There were other fears, too: sitting in the backseat while the car went through the carwash (unsettling), the witch in The Wizard of Oz (scary), and the automaton gorilla in the band at Chuck E. Cheese (terrifying!). As I matured, my fears did as well. In my teens, I feared rejection, the death of a loved one, being kidnapped, an intruder breaking into my house, rape, demon possession, and the end times (it was the nineties after all). Even though I became a Christian as a child, and knew God loved me and died for my sins, I could never experience relief from the fears that plagued me.
It wasn’t until the summer between my first and second year of college, that I began to see a glimmer of hope within the pages of a beloved children’s book. I read The Lion, the Witch, and the Wardrobe for the first time while working as a counselor at a Christian camp, and I was blown away by Aslan and the description of a hero that “wasn’t safe, but good.”
I began to contemplate what it means to have a holy fear of God. Before that summer, I had seen God as gentle, loving, and kind (praise God, he is truly all those things), but I had never really considered His limitless power. As I meditated on Revelation 1:9-20, Isaiah 6, and the Psalms that tell of God’s strength, I began to realize that God, alone, is worthy of my fear. I took great comfort in knowing that the God who is enthroned above all and infinitely stronger than any power in heaven or earth, is my king and my father, and my lesser fears began to dim.
I haven’t arrived. Becoming a parent and entrusting my children to God has often rekindled old fears and brought out new ones. Yet, as I train myself to focus on God’s unchanging character instead of uncertain circumstances, I am beginning to experience peace in the midst of chaos.
Focusing on His power reminds me I have a refuge and defender.
Focusing on His wisdom reminds me that He knows what he is doing even when it doesn’t make sense to me.

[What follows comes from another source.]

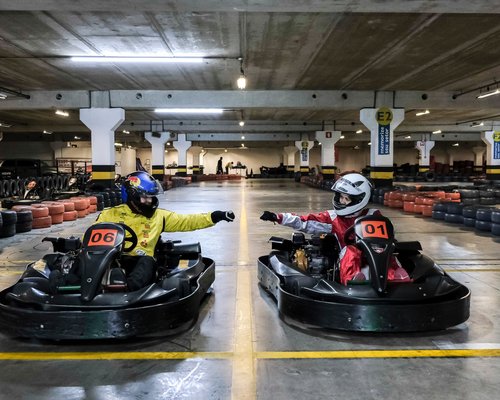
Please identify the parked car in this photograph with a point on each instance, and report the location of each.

Focusing on His loving-kindness reminds me that we are not forgotten.
Focusing on His beauty reminds me that there is joy to be had even in a fallen world.
And, focusing on His sovereignty reminds me that He has a plan, He is faithful to see it accomplished, and, for those who call on His name, the ending will be better than anything we could have imagined.

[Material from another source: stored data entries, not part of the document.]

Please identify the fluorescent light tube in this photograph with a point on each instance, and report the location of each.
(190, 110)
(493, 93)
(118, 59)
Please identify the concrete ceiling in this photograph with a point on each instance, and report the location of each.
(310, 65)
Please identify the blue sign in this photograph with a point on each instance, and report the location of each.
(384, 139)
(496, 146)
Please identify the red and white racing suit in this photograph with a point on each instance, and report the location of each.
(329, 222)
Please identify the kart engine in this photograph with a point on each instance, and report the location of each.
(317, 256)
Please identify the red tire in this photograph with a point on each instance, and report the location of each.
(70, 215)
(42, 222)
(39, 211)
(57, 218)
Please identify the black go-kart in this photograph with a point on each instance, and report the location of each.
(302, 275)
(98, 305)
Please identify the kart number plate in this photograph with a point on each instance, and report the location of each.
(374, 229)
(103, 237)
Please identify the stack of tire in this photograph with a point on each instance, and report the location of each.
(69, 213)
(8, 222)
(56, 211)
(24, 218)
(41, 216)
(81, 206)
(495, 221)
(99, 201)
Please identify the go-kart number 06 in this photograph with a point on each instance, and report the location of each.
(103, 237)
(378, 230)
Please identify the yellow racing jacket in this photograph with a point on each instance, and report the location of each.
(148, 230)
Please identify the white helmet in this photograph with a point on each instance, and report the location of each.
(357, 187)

We have definitely entered into uncertain times, and it is right be cautious and concerned, but I pray we won’t be overcome by fear.

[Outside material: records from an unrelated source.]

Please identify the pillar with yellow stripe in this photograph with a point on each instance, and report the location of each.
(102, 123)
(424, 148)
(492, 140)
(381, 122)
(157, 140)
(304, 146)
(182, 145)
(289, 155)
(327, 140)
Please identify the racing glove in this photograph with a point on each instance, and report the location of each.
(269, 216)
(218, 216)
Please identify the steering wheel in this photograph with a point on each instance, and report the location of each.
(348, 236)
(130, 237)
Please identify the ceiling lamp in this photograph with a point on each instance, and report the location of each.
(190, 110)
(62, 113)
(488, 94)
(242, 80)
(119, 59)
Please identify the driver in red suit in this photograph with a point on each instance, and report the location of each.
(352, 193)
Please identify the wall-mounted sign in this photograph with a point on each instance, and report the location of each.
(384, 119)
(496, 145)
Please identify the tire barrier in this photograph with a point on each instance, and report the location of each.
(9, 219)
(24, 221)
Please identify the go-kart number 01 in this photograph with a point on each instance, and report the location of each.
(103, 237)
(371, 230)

I pray this will be an opportunity to dig into God’s word and uncover the riches of His character. I pray we would sing about it, talk (or text) about it, that we would write about it, that we would teach it to our children, and we would remember it when we wake in the night.
He is all-powerful.
He is all-loving.
He is near.
For the director of music. Of the Sons of Korah. According to alamoth. A song.
1 God is our refuge and strength, an ever-present help in trouble. 2 Therefore we will not fear, though the earth give way and the mountains fall into the heart of the sea, 3 though its waters roar and foam and the mountains quake with their surging.
4 There is a river whose streams make glad the city of God, the holy place where the Most High dwells. 5 God is within her, she will not fall; God will help her at break of day. 6 Nations are in uproar, kingdoms fall; he lifts his voice, the earth melts.
7 The Lord Almighty is with us; the God of Jacob is our fortress.
8 Come and see what the Lord has done, the desolations he has brought on the earth. 9 He makes wars cease to the ends of the earth. He breaks the bow and shatters the spear; he burns the shields with fire. 10 He says, “Be still, and know that I am God; I will be exalted among the nations, I will be exalted in the earth.”
11 The Lord Almighty is with us; the God of Jacob is our fortress.